羅茲瓦爾的其他房產比尚邶想象中要近。龍車在土路上搖了大半天,穿過一片密林和幾座矮丘,就到了。
新宅邸居然比原本的宅邸還大了不少,足夠住下所有人的同時還顯得空曠的多。搬家的當天下午,尚邶靠在門廊的柱子上,看著蕾姆和佩特拉抱著被褥來來往往,忽然想起一件事。
“說起來,這次來沒見到克林德啊。”
他想去米洛德家的一個原因就是想看看那個神秘的管家到底是何方神聖,結果去了這麼些天連面都沒見上。
他話音剛落,旁邊正在整理窗簾的芙蕾德莉卡手指頓了一下。那個停頓很輕,如果不是尚邶恰好偏頭看了一眼,大概根本不會注意到。她繼續整理窗簾的褶皺,語氣和平時一樣平穩從容。
“是的。克林德先生這次恰好有事外出,未能與尚邶大人見面,確實有些遺憾。”
“你也覺得遺憾?”尚邶隨口問道,“你這語氣聽上去好像不是遺憾這麼簡單啊。”
芙蕾德莉卡沉默了好一會兒,然後嘴角浮起一絲極其微弱的、不太好形容的弧度。那不是微笑,更像是某種釋然了很久之後殘留的無奈。
“......說實話,與其說是遺憾,不如說是鬆了口氣。我年輕的時候,對克林德先生有過一些特別的感情。不過那都是很久以前的事了,現在想來,大概連初戀都算不上吧?”她把窗簾的最後一個褶皺撫平,轉過身來朝他微微欠身,“都己經過去了。”
尚邶靠在柱子上看著她的背影消失在走廊盡頭。初次暗戀、克林德......他腦子裡那根名為“好奇心”的弦被輕輕撥了一下。
然後八卦之魂開始熊熊燃燒。
他開始在宅邸裡大肆蒐羅相關情報。第一個想到的自然是羅茲瓦爾,那個小丑正坐在書房裡翻著一本舊賬本,聽到尚邶的問題後嘴角的弧度以一種極其緩慢的速度彎起來。
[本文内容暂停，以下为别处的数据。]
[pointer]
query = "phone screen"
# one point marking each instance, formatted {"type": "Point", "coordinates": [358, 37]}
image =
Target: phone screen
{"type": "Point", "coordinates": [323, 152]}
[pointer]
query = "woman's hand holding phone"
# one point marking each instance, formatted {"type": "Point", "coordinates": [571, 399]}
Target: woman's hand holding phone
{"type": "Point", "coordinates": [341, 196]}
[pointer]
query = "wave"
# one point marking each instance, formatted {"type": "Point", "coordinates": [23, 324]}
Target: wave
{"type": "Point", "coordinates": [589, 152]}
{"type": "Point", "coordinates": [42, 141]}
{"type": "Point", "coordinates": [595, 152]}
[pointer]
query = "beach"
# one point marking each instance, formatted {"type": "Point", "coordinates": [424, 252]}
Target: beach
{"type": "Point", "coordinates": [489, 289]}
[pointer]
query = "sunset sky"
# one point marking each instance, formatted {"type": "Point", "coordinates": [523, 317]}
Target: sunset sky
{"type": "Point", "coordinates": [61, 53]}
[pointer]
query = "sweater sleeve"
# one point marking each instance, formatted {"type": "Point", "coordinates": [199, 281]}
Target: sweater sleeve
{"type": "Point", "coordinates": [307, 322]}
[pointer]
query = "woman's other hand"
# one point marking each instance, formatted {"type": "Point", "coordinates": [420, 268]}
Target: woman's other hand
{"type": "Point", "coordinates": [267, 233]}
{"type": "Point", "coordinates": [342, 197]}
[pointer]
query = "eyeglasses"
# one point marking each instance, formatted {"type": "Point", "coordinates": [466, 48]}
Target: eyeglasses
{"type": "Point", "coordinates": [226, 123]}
“啊——啦~顧問先生對芙蕾德莉卡的戀愛史感興趣呢,難道說有了愛蜜莉雅大人和碧翠絲大人還有蕾姆都還不能滿足顧問先生嗎?不過這種事情,本人不願意說的話,其他人也不好透露哦。畢竟那可是少女的秘密——對吧?”
雖然說的道貌岸然的,但他臉上的笑容分明寫著“我就是想看你自己去問本人或者到處碰壁”。
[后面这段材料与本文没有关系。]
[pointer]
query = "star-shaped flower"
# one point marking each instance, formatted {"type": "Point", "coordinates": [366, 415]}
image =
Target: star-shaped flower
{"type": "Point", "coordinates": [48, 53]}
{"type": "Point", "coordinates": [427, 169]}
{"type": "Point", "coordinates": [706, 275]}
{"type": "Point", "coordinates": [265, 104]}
尚邶面無表情地轉身出門,心想羅茲瓦爾果然靠不住。他在走廊裡站了片刻,然後嘆了口氣,朝女僕休息室走去——雖然很不願意,但現在看來只能找粉色神人了。
他三顧休息室後終於下定決心停靠在女僕休息室的門框上,還沒來得及開口,拉姆頭也不抬地甩過來一串清單。
“顧問先生來得正好。洗衣房的水管還需要檢查,儲藏室的舊書要搬去閣樓,新到的物資需要核對,走廊的地板也該清掃了。事情好多好多,根本忙不過來,拉姆好痛苦——顧問先生一定是來拯救拉姆的吧?”
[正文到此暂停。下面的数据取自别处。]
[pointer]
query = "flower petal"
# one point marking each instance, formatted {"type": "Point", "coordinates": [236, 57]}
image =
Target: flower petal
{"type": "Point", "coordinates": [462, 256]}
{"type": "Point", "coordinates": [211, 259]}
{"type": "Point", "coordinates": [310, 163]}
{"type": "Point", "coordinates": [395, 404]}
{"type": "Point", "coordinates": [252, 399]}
那語氣完全聽不出痛苦在哪裡,反倒是每個毫無波瀾的字都帶著一種撒嬌的意思——以偷懶為目的的撒嬌。
“......這都是你份內的工作吧?誰要拯救你了......算了,反正今天也沒什麼事......”尚邶靠在門框上沉默了片刻,然後嘆了口氣,“就當順手——從哪裡開始?”
“佩佩被拉姆使喚的樣子很有趣。那貝蒂就在這裡看書,佩佩加油。”碧翠絲抱著她一本新封面的精裝書,己經自發地在休息室角落的椅子上坐好了。
......
第一箱舊書搬到閣樓的時候,昴正好路過走廊。她端著一杯茶,整個人僵在原地,用一種“太陽從西邊出來了”的震撼眼神看著扛著箱子的尚邶。
“......老尚?你在幹活?我是不是還沒睡醒......還是說這世界真的要完蛋了?”
“你再多嘴我就把這箱書搬你房間去,有吐槽的功夫不如多來幫幫我。”尚邶頭也不回地往閣樓走去。昴端著茶站在原地,看了看尚邶的背影,又看了看正靠在休息室門口悠閒喝茶的拉姆,嘴角抽了抽。
“......你們兩個的關係真好啊。算了,我什麼都沒看到。今天天氣真好,我要去完成其他工作了。”說完便端著茶迅速消失在走廊盡頭。